Dans ce contexte, les attaques dépassent clairement les scénarios anticipés par la plupart des organisations. Nik Kale appelle ainsi les architectes d’entreprise à conduire ce qu’il qualifie d’« audit du rayon d’impact » : cartographier chaque charge de travail critique vers sa région physique, identifier les dépendances mono-région et tester réellement les mécanismes de bascule lorsque toute une région devient indisponible et non plus seulement lorsqu’une zone subit un incident isolé. Selon lui, « les entreprises qui traverseront ce type d’événement ne sont pas celles qui ont les dossier de PRA les plus épais, mais celles qui ont réellement basculé vers un autre continent ».

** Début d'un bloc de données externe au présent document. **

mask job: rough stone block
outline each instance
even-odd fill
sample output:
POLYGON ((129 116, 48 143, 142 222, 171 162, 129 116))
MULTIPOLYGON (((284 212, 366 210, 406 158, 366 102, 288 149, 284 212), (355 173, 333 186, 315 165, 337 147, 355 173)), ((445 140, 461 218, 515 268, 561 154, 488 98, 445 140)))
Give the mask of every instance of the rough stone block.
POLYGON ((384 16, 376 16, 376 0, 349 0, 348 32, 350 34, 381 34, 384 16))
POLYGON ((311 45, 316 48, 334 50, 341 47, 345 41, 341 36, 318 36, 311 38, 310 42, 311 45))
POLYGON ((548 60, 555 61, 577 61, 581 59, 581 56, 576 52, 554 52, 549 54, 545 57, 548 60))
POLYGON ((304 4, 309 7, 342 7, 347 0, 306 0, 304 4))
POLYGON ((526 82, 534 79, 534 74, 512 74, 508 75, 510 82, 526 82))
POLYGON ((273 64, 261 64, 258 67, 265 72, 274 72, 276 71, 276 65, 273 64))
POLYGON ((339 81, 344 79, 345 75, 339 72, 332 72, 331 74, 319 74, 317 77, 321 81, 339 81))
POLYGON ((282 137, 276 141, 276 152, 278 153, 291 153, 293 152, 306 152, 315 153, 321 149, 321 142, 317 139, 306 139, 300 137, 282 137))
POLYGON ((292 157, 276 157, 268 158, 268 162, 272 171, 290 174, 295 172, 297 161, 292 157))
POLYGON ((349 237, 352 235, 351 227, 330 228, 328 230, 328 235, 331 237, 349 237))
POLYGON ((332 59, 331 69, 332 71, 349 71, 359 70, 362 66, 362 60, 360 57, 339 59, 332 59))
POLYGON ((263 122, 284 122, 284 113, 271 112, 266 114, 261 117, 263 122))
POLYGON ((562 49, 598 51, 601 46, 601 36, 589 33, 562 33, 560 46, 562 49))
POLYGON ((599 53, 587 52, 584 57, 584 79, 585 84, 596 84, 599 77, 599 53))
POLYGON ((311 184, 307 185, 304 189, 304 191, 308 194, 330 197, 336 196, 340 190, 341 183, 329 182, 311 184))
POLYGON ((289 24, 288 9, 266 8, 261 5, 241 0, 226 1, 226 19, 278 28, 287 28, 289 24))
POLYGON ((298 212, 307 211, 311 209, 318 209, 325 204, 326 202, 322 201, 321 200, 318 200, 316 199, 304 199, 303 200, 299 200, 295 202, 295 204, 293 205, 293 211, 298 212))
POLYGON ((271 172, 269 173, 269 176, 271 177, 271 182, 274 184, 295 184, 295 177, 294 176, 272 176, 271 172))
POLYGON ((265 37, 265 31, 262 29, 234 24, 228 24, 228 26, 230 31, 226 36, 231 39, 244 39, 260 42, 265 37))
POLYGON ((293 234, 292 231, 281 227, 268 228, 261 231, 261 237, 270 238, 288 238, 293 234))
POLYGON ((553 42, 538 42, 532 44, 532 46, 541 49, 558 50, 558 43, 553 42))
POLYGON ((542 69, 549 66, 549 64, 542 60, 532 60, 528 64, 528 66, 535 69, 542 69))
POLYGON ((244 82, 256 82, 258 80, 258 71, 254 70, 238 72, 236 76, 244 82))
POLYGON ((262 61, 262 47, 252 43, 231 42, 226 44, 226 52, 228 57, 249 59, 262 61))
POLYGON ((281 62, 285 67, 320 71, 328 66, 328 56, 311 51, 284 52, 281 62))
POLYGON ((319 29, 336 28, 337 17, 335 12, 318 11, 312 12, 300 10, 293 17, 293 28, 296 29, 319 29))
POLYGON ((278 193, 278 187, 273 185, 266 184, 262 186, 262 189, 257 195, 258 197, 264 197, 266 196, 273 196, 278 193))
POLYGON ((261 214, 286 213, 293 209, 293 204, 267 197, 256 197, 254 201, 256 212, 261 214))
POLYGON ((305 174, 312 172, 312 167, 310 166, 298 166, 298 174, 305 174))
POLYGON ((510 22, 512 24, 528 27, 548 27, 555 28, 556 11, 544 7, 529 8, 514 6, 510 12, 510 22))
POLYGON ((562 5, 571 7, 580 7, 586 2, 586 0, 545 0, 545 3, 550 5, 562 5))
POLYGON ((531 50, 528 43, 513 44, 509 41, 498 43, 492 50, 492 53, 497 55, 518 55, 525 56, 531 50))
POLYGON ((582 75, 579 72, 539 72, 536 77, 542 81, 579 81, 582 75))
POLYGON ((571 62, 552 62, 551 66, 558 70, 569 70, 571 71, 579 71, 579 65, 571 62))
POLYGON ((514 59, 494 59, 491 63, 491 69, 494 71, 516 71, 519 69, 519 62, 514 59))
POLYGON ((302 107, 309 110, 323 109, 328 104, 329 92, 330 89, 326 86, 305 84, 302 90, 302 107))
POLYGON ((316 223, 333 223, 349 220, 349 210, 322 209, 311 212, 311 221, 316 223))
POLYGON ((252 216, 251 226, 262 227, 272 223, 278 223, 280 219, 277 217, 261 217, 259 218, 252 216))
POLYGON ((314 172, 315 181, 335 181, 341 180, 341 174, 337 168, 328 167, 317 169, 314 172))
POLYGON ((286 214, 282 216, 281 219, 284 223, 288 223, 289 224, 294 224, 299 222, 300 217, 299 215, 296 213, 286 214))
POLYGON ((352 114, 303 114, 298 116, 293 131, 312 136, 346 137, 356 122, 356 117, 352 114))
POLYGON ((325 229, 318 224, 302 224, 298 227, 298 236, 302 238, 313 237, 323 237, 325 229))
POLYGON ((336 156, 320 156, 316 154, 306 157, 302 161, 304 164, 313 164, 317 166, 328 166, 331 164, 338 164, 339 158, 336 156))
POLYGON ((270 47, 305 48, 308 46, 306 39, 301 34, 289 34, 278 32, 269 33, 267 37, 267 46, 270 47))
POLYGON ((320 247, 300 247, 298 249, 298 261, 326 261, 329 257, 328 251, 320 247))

Des PRA à activer immédiatement...

Face à la situation, les clients AWS du Moyen-Orient qui n’ont pas encore mis en œuvre des plans de reprise d'activité complets doivent les activer sans délai, conseille Brad Lassiter, CEO de la société de services IT Last Tech. « Les clients doivent basculer vers d’autres régions et zones de disponibilité et vérifier les règles DNS et de routage. Réduisez le time to live autant que possible afin que le réseau puisse modifier les schémas de trafic si nécessaire », indique-t-il. Il ajoute que les entreprises doivent également passer à des opérations manuelles pour vérifier les transactions à forte valeur.

Sur le plan juridique, les entreprises espérant obtenir réparation pourraient toutefois déchanter, prévient Frank Jennings, associé chez HCR Legal et spécialiste du droit du cloud. « La plupart des utilisateurs AWS n’ont probablement pas vérifié leur SLA pour des pannes causées par des frappes de drones ! Néanmoins, la plupart des SLA cloud excluent explicitement de leurs engagements de disponibilité les interruptions dues à des événements hors du contrôle raisonnable du fournisseur (force majeure), y compris catastrophes naturelles, actes terroristes ou guerre », explique-t-il.  Il souligne néanmoins que les définitions de la force majeure restent souvent vagues : « Sa portée dépend de la formulation précise de la clause concernée ». L’avocat recommande ainsi aux clients AWS comme aux utilisateurs d’autres hyperscalers d’examiner attentivement leurs contrats et de ne pas « traiter les accords de services cloud comme des achats de commodité à faible risque ». 

... et des stratégies cloud à réévaluer

Plus largement, ces attaques devraient pousser de nombreuses sociétés à revoir leur approche, estime Nik Kale. « La plupart des entreprises choisissent leurs régions cloud en fonction de la latence et du prix », observe-t-il. « Cette semaine a prouvé que votre région cloud est une décision géopolitique, que vous le reconnaissiez ou non. » Il a souligné que les propres recommandations d'AWS conseillent aux clients de mettre en œuvre ce qu'ils auraient dû prévoir dès le départ : assurer la portabilité des charges de travail entre les régions, conserver les sauvegardes à distance en dehors de la zone d'impact et disposer d'un système de gestion du trafic au niveau des applications qui ne dépende pas de l'accessibilité de la région touchée.

AWS indique néanmoins progresser dans la restauration des services. Dans son bulletin publié le 3 mars à 17h14 heure française, l’entreprise précise : « Pour Amazon S3, nous constatons une amélioration continue de la disponibilité des opérations PUT et LIST. Les objets nouvellement écrits peuvent désormais être récupérés avec succès. » Le fournisseur indique poursuivre les travaux sur DynamoDB ; les autres services suivront une fois celui-ci rétabli, tandis que les instances EC2 restent limitées dans la région.